O-(2-[18F]fluoroethyl)-l-tyrosine PET in gliomas: influence of data processing in different centres
© The Author(s). 2017
Received: 26 June 2017
Accepted: 9 August 2017
Published: 16 August 2017
PET using O-(2-[18F]fluoroethyl)-l-tyrosine (18F-FET) is an established method for brain tumour diagnostics, but data processing varies in different centres. This study analyses the influence of methodological differences between two centres for tumour characterization with 18F-FET PET using the same PET scanner.
Methodological differences between centres A and B in the evaluation of 18F-FET PET data were identified for (1) framing of PET dynamic data, (2) data reconstruction, (3) cut-off values for tumour delineation to determine tumour-to-brain ratios (TBR) and tumour volume (Tvol) and (4) ROI definition to determine time activity curves (TACs) in the tumour. Based on the 18F-FET PET data of 40 patients with untreated cerebral gliomas (20 WHO grade II, 10 WHO grade III, 10 WHO grade IV), the effect of different data processing in the two centres on TBRmean, TBRmax, Tvol, time-to-peak (TTP) and slope of the TAC was compared.
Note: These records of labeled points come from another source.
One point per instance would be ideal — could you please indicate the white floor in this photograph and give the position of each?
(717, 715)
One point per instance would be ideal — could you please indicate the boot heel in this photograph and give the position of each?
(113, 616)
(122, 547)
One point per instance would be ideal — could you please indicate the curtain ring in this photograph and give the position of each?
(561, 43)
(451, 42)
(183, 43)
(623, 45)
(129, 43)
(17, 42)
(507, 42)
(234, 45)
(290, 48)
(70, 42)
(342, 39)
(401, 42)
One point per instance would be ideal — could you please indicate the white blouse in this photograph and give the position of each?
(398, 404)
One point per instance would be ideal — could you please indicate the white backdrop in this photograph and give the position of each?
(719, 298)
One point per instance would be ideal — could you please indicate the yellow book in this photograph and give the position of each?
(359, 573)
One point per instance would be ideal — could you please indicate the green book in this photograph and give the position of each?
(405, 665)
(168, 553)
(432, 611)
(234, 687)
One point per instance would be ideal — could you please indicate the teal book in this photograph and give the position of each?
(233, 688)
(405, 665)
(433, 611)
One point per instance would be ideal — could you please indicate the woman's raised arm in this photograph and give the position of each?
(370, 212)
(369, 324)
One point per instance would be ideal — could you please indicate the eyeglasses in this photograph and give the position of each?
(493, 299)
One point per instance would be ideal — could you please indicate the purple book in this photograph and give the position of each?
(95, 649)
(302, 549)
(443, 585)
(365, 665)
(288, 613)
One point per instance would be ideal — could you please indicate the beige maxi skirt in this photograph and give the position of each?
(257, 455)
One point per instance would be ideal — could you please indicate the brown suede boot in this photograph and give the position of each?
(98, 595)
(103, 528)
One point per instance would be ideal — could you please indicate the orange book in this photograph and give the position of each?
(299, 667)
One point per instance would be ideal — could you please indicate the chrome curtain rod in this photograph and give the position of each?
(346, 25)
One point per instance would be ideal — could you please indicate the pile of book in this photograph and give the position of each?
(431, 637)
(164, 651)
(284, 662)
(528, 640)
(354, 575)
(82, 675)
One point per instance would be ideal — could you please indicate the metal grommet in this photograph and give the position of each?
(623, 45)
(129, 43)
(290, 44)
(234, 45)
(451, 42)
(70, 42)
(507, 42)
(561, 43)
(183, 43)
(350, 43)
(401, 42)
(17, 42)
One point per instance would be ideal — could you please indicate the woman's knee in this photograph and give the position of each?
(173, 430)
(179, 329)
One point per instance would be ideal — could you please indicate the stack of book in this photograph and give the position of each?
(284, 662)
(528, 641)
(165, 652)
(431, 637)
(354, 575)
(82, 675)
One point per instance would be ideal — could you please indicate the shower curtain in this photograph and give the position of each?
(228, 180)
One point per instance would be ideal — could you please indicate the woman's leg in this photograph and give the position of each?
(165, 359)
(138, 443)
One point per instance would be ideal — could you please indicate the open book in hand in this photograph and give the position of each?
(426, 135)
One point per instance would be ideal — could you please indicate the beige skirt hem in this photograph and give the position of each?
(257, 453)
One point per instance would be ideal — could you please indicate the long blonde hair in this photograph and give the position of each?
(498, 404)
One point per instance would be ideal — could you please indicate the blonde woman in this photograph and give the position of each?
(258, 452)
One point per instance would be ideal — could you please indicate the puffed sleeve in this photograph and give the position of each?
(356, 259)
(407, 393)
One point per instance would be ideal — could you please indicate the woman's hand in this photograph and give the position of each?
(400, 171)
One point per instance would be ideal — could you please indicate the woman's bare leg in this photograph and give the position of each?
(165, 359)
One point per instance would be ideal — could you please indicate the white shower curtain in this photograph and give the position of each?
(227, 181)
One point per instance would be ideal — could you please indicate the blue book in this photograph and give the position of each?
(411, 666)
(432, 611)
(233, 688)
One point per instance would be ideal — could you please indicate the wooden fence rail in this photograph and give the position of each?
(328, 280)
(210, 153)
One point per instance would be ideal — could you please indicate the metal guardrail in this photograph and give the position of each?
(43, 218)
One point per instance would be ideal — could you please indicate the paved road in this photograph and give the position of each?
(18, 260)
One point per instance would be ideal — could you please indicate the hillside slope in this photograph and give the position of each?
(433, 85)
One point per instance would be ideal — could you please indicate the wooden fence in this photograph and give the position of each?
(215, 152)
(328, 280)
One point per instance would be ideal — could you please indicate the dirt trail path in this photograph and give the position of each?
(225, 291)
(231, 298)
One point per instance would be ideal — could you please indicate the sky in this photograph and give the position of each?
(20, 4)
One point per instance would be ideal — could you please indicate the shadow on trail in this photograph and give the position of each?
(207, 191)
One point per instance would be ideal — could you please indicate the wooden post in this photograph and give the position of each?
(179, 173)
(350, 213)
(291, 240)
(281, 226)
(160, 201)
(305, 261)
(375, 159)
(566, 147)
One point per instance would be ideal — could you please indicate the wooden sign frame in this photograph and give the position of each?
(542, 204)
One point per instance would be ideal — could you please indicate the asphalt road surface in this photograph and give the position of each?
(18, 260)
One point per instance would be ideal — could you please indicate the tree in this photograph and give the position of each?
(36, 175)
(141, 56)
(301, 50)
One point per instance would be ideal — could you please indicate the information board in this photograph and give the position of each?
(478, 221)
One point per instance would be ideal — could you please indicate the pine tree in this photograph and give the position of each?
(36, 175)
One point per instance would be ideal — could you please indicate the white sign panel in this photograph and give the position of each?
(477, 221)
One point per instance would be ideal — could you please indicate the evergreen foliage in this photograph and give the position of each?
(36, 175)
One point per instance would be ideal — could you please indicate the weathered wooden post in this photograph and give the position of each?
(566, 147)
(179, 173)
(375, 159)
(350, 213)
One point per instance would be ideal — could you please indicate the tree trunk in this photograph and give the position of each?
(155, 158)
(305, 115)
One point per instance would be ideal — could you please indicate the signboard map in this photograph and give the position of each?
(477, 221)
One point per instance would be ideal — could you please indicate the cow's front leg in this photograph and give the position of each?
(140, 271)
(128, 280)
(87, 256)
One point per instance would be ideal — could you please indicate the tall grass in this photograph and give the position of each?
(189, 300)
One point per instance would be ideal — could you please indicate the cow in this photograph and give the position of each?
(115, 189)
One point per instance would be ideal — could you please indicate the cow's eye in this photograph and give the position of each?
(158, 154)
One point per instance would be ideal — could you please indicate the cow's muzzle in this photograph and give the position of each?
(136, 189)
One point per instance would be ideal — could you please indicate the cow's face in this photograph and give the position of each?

Further, the effect on tumour grading was evaluated by ROC analysis.
Significant differences between centres A and B were found especially for TBRmax (2.84 ± 0.99 versus 3.34 ± 1.13; p < 0.001), Tvol (1.14 ± 1.28 versus 1.51 ± 1.44; p < 0.001) and TTP (22.4 ± 8.3 min versus 30.8 ± 6.3 min; p < 0.001) and minor differences for TBRmean and slope. Tumour grading was not influenced by different data processing.
Variable data processing of 18F-FET PET in different centres leads to significant differences especially for TBRmax and Tvol. A standardization of data processing and evaluation is needed to make 18F-FET PET comparable between different centres.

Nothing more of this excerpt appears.